# FLIPHOST | LA SSD KVM | 2GB RAM $7 | Free Anycast DNS



## Awmusic12635 (Jan 21, 2014)

Fliphost is proud to bring back our old SSD KVM offer!

Fliphost was founded in 2011 to provide hosting at a quality unknown to the budget industry. Today Fliphost has expanded to offer SSD Openvz, SSD KVM, Dedicated servers and Colocation.

*SSD KVM1:*


4 Cores
1GB RAM
7GB SSD RAID 10 Disk
800GB @ 1Gbps
Location: LA
KVM

Price: $4 per month | (prorated)

Order Link

*SSD KVM2:*


4 Cores
2GB RAM
12GB SSD RAID 10 Disk
1000GB Bandwidth @ 1Gbps
Location: LA
KVM

Price: $7 per month | (prorated)

Order Link

Price valid until stock runs out.

You may stack multiple of these plans just open a support ticket.

If you require a custom plan with additional RAM/Disk/IPS or Bandwidth contact [email protected] for a custom quote.

Need a template we don't have or want a custom ISO? Just open a ticket.

*Node specs:*


Dual E5-26XX
128GB RAM
8 x Intel 520 SSD
Hardware Raid 10
LSI MegaRaid 9266/9271 card.

*FEATURES:*

*Free anycast DNS management (Rage4)
*Offloaded SQL (Open a Ticket to Request)

*Important Info:*

*Virtualization:* KVM
*Test IPv4:* 198.46.138.122
*DC:* Quadranet
*Panel:* SolusVM
*Website:* Fliphost.net
*Client Area:* sales.fliphost.net
*Support Email:* [email protected]


----------



## drmike (Jan 21, 2014)

Just to clarify here, this offer is NOT CC and is pure Quadranet as your upstream?


----------



## Awmusic12635 (Jan 21, 2014)

drmike said:


> Just to clarify here, this offer is NOT CC and is pure Quadranet as your upstream?


It is currently still the same as when we first started offering it. It is CVPS -> CC -> Quadranet.

I listed Quadranet as that is the physical DC. I can submit for an edit of the offer for further clarification if you prefer?

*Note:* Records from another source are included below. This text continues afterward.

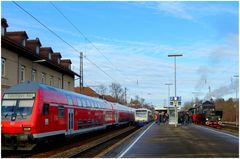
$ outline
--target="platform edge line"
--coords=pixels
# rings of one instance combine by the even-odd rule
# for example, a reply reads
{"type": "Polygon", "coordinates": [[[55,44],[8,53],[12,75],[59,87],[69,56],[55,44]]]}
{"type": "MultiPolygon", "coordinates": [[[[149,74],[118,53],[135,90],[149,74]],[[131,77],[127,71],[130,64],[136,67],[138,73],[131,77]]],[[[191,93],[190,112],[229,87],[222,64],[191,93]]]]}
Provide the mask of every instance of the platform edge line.
{"type": "Polygon", "coordinates": [[[122,158],[135,145],[135,143],[148,131],[148,129],[152,127],[154,123],[155,122],[153,122],[140,136],[138,136],[138,138],[118,158],[122,158]]]}

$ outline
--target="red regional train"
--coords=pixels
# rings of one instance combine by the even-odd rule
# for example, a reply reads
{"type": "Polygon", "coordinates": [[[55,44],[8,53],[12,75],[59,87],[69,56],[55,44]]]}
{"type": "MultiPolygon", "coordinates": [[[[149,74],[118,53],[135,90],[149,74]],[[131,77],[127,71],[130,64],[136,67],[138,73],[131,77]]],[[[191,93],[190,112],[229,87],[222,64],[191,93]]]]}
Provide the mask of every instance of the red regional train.
{"type": "Polygon", "coordinates": [[[36,82],[2,97],[2,149],[31,150],[49,137],[67,137],[134,122],[134,109],[36,82]]]}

Do note it is only here temp. Once we finish up all our Dallas migrations and upgrades we will turn our eyes to our LA location and bring those to our hardware and network just like we have done in Dallas.

Despite the distaste for CC and CVPS, there is no doubting that these server perform well and we have had no complaints from customers regarding network performance.


----------



## drmike (Jan 21, 2014)

Not a problem good Fliphost sir.  I shake down all the offers when I am first to see them.  CC or not


----------



## Awmusic12635 (Jan 21, 2014)

drmike said:


> Not a problem good Fliphost sir.  I shake down all the offers when I am first to see them.  CC or not


Haha good to hear it.  Will be nice once once everything gets moved over. Best to do one location at a time.


----------



## telephone (Jan 21, 2014)

Fliphost said:


> Do note it is only here temp. Once we finish up all our Dallas migrations and upgrades we will turn our eyes to our LA location and bring those to our hardware and network just like we have done in Dallas.


What are the ETA's for both Dallas and LA?


----------



## Awmusic12635 (Jan 21, 2014)

telephone said:


> What are the ETA's for both Dallas and LA?


Dallas is already partially done, Only migration left is storage servers, just waiting on RAID card delivery. LA will be sometime after that, no concrete date on LA set yet.


----------